Nick czy imię i nazwisko?
Już mi się zdarzyło w sieci podać swoje imię i nazwisko, by z odsłoniętą przyłbicą odpowiedzieć blogerowi, który z imienia i nazwiska podpisan wygłosił poglądy, które mnie zbulwersowały. Z tym imieniem i nazwiskiem jest jak w starym kawale: “moje imię i nazwisko nic panu nie powie”. Sprawdzałem w googlu – istnieje tam mój “klon”, wymieniony w większej ilości linków niż ja, który w takiej formie niemal nie istnieję. Trudno konkurować urbaniście z fizykiem teoretycznym, zwłaszcza publikującym prace naukowe.

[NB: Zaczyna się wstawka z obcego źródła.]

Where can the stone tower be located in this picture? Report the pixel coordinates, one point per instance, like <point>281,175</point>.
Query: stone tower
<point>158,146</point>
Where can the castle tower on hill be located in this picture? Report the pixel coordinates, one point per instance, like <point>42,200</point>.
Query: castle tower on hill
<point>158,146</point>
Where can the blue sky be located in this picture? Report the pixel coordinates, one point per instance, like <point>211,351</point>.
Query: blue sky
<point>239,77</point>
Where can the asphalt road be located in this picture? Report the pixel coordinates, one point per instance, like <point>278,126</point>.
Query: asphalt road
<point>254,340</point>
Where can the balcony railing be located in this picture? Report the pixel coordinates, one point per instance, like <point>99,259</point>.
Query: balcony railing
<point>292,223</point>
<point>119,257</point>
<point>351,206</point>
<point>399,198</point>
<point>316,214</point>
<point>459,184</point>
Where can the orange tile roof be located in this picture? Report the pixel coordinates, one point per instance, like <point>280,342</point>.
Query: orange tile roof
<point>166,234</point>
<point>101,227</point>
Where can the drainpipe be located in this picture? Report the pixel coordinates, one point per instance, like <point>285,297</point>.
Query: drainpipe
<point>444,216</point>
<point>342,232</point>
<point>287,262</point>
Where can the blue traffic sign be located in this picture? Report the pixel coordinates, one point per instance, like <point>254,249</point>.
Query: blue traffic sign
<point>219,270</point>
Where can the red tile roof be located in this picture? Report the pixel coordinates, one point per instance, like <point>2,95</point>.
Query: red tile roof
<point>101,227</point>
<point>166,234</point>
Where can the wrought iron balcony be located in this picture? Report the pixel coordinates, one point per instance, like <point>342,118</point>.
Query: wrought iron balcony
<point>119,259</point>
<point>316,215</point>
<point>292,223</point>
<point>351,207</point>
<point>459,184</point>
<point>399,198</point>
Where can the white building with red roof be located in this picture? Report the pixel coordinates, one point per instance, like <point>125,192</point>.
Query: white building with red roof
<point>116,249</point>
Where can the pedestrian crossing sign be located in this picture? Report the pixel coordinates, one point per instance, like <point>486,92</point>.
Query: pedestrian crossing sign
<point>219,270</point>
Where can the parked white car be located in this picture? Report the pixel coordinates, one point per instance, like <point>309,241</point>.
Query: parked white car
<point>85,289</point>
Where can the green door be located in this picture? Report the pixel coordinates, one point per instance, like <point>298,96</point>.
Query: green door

Mój klon niewiele z tego ma, bo odpowiedział mi, że za chlebem musiał wyjechać ze swego ośrodka naukowego do niemieckiej firmy elektronicznej.
Spróbowałem poszukać siebie w “naszej klasie”. Mnie tam nie ma, bo po krzykliwej akcji o niepewnym chronieniu danych osobowych zostałem tam jako Jacek Sz., za to moich klonów naliczyłem dziewiętnastu! Więc ze mną, anonimowym, jest nas w “naszej klasie” dwudziestu!!! Ta dziewiętnastka nie pisuje w sieci, skoro nie ma ich śladu w googlu, ale istnieje w realu. W swoich środowiskach są znani z mojego imienia i mojego nazwiska! Dopiero przy imionach rodziców i nazwisku rodowym matki pojawiły by się różnice.
Już dawno temu uzmysłowiłem sobie, że w sieci “moje imię i nazwisko nic panu nie powie”. Natomiast jotesz się wyemancypował, stał się autonomiczny. Jest łatwiejszy do odszukania googlem. Wyskakuje podczas szukania tematów muzycznych albo wśród miłośników funkii. Bywał w Salonie24, poszedł do TXT, ma gdzieś swoją chałupę na chamopolu. Próbował uwić jakieś gniazda w dziwnych miejscach. Przysiada gdzieś na gałęzi i zakracze…
Zaczynając blogowanie należy liczyć się z tym, że nick może nam ukraść imię i nazwisko, które po jakimś czasie staje się mało ważne, niezauważalne. Szkoda, że nie pomyślałem o tym na początku!:)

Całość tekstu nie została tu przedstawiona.